National Centre for Circus Arts
Image: Bertil Nilsson
How we work
The Conservatoire works through a formal collaborative arrangement among its six member schools, as set out in a Members’ Agreement (agreed 11 October 2017).
Working through a shared consultative and decision-making structure, together with the leadership of the Conservatoire, the Member Schools agree the Conservatoire’s overall strategy and policy. While each of the Schools remains a legally autonomous organisation, all students on a higher education programme of study with a Member School are registered students of the Conservatoire, which has the same institutional duty of care and obligations to its students as all higher education institutions that are registered with the Office for Students.

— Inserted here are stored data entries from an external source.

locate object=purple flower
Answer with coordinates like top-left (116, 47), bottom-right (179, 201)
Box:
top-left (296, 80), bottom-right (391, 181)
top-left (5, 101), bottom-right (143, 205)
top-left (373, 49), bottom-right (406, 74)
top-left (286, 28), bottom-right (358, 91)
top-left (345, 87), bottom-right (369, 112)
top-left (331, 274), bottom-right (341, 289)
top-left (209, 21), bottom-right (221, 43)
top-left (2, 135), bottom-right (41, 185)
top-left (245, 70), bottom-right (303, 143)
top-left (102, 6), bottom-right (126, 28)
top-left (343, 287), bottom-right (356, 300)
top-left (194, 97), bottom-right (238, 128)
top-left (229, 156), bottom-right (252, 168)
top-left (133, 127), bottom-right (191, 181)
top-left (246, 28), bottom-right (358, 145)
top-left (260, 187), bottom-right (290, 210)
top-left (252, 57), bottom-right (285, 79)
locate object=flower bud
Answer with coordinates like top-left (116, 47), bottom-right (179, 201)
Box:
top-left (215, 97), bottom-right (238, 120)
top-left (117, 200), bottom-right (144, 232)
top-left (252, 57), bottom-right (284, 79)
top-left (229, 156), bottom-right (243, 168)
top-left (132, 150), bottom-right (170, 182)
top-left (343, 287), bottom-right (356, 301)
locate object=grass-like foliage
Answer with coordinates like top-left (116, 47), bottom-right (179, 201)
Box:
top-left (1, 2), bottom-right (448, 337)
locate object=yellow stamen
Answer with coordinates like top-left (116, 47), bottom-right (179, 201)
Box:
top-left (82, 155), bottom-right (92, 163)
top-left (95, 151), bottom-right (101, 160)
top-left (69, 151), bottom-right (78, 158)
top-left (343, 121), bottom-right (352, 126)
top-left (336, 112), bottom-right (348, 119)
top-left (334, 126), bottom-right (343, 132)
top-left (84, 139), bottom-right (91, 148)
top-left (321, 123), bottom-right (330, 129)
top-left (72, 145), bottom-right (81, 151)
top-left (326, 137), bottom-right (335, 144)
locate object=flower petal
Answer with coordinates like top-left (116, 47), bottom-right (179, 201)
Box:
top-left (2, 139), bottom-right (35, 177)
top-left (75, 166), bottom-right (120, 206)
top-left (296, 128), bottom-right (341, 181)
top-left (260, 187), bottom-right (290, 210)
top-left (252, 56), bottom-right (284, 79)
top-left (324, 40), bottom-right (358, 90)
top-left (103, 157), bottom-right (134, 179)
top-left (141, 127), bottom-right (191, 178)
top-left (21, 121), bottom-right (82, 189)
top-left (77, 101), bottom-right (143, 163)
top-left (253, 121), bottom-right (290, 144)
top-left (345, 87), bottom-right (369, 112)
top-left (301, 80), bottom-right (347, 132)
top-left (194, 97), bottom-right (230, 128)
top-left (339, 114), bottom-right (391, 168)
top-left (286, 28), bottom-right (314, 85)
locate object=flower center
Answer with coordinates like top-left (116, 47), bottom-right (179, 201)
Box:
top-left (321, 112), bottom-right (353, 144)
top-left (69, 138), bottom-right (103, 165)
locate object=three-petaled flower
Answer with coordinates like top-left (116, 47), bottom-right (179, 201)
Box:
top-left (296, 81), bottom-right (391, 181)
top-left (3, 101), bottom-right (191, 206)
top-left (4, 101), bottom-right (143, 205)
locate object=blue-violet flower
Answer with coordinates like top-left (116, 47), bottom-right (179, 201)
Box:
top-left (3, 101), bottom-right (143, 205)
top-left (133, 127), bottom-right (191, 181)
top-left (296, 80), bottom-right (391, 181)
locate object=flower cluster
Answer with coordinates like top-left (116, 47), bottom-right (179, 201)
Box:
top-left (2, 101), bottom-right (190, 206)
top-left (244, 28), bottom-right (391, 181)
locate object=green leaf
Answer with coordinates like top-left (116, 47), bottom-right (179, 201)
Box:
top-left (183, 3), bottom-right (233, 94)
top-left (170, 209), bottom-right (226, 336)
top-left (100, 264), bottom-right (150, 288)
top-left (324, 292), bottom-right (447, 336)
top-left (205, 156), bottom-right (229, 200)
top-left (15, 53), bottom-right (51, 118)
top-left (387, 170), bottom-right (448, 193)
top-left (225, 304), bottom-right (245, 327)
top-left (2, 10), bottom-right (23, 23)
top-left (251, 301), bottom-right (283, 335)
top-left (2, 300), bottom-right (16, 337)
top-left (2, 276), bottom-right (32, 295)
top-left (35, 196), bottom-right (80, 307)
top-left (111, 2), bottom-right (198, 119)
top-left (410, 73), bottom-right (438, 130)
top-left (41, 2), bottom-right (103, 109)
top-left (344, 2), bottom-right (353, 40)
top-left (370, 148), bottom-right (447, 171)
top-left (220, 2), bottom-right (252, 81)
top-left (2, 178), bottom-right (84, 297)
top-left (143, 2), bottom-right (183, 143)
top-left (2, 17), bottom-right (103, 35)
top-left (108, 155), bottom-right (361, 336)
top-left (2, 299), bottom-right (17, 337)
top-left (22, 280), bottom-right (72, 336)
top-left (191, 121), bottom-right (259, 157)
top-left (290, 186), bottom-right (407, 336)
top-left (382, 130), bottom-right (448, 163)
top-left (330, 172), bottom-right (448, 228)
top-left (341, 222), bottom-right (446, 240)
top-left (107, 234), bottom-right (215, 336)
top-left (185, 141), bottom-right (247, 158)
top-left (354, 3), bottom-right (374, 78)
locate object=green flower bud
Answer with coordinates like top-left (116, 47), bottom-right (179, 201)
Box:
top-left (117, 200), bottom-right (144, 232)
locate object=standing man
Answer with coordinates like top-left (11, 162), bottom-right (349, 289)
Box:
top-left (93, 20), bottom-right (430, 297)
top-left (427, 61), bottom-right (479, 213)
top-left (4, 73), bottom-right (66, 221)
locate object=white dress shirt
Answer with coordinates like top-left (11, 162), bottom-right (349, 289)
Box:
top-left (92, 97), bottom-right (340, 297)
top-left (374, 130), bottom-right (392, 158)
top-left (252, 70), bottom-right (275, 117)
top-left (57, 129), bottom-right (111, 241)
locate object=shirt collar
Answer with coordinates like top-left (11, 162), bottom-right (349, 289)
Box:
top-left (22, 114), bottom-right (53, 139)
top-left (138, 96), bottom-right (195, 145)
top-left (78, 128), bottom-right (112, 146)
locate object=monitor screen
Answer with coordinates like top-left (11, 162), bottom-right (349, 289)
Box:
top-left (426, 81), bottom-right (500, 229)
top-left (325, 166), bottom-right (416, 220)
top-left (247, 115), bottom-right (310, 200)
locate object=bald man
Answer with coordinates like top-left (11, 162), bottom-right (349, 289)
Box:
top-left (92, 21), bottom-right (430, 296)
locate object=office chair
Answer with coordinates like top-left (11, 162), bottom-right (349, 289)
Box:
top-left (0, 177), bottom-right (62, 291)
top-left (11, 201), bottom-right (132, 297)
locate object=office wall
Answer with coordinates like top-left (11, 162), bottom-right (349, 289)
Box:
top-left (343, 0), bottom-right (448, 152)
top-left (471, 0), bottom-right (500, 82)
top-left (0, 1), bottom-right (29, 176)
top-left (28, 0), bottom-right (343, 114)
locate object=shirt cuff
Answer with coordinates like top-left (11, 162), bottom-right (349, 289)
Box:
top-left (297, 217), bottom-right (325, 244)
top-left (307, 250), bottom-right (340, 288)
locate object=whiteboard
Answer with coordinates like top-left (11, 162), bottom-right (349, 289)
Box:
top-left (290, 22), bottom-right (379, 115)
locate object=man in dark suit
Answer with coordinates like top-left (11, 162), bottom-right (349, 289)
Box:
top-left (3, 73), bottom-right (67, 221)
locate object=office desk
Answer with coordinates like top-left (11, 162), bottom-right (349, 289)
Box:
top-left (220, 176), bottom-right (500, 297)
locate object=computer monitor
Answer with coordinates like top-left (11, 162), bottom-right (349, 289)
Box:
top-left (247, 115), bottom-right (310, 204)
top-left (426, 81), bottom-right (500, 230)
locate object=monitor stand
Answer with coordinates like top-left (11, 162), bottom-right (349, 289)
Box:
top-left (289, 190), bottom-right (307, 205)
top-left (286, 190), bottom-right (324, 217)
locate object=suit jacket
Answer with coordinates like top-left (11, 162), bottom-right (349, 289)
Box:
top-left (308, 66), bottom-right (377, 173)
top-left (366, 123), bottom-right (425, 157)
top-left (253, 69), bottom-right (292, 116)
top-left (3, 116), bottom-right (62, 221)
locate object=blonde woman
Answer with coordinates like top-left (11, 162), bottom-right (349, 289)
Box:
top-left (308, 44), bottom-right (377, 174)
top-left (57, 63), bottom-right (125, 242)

The Conservatoire is also ultimately accountable for the proper use and stewardship of the public funds it receives. The Conservatoire’s main tasks are to:
- plan, deliberate and take decisions about the Conservatoire’s strategy and development
- facilitate collaborative working and joint activities between the Schools, their staff and students
- ensure equity of treatment of all Conservatoire students
- liaise with external funding and regulatory bodies such as the Office for Students (OfS) and Research England over funding, reporting and other relevant matters
- promote the collective interests of the Conservatoire and its Schools
The activities in support of the Conservatoire’s functions consist mainly of:
- deliberative meetings of a governing board, Senate, sub-committees, and working groups
- preparation of policy and other relevant papers
- academic quality assurance and enhancement
- quality assurance and enhancement of the student experience
- maintaining records
- data collection, analysis presentation and reporting
- financial planning and management
- overseeing joint projects, conferences and performances
- knowledge transfer and sharing of good practice
- administration of the above.
Conservatoire Executive Committee
The Conservatoire’s Board of Governors has delegated executive responsibility for the organisation to a Head of Institution who determines the direction and management of the Conservatoire and leads its central staff. The Head of Institution is the Conservatoire’s Accountable Officer and takes responsibility for the day-to-day conduct of the Conservatoire’s business.
The Head of Institution is supported by the Conservatoire Executive Committee (“CEC”). Together, the Head of Institution and CEC provide collective leadership for the Conservatoire. CEC is chaired by the Head of Institution and includes the Principal of each Conservatoire member school. The CEC is supported by the Finance Directors of the member schools and the Conservatoire’s shared services team.
The CEC considers matters relating to policy and the strategic direction of the Conservatoire, receives reports on the work of the Senate and the Conservatoire’s various committees and working groups, and considers recommendations from these bodies.
Recent changes in the higher education landscape have fundamentally altered the dynamics between the Conservatoire for Dance and Drama (CDD) and its six Member Schools. Having reflected carefully on the implications of these changes and the opportunities that they present for the member schools, it has become clear to all that it is most desirable for the schools to pursue independent pathways. The CDD and the member schools are now working closely with each other and the Office for Students (OfS) to set each on its own path and to perform an orderly wind-down of the Conservatoire no later than July 2023.
CDD is managing this time of change with a new Chair, Julian Roskill, who was appointed from the 1st January 2021 having served previously as Senior Independent Governor on the Conservatoire Board.
Julian Roskill commented: “I am very much looking forward to guiding the organisation and its schools through to pastures new. Working together with the OfS, our priority will remain to deliver the highest quality conservatoire and degree level training to our students for their forthcoming careers and for the artistic, cultural, and economic benefit of the UK. We aim also to ensure complete continuity for students so that these changes are not noticeable to their experience.”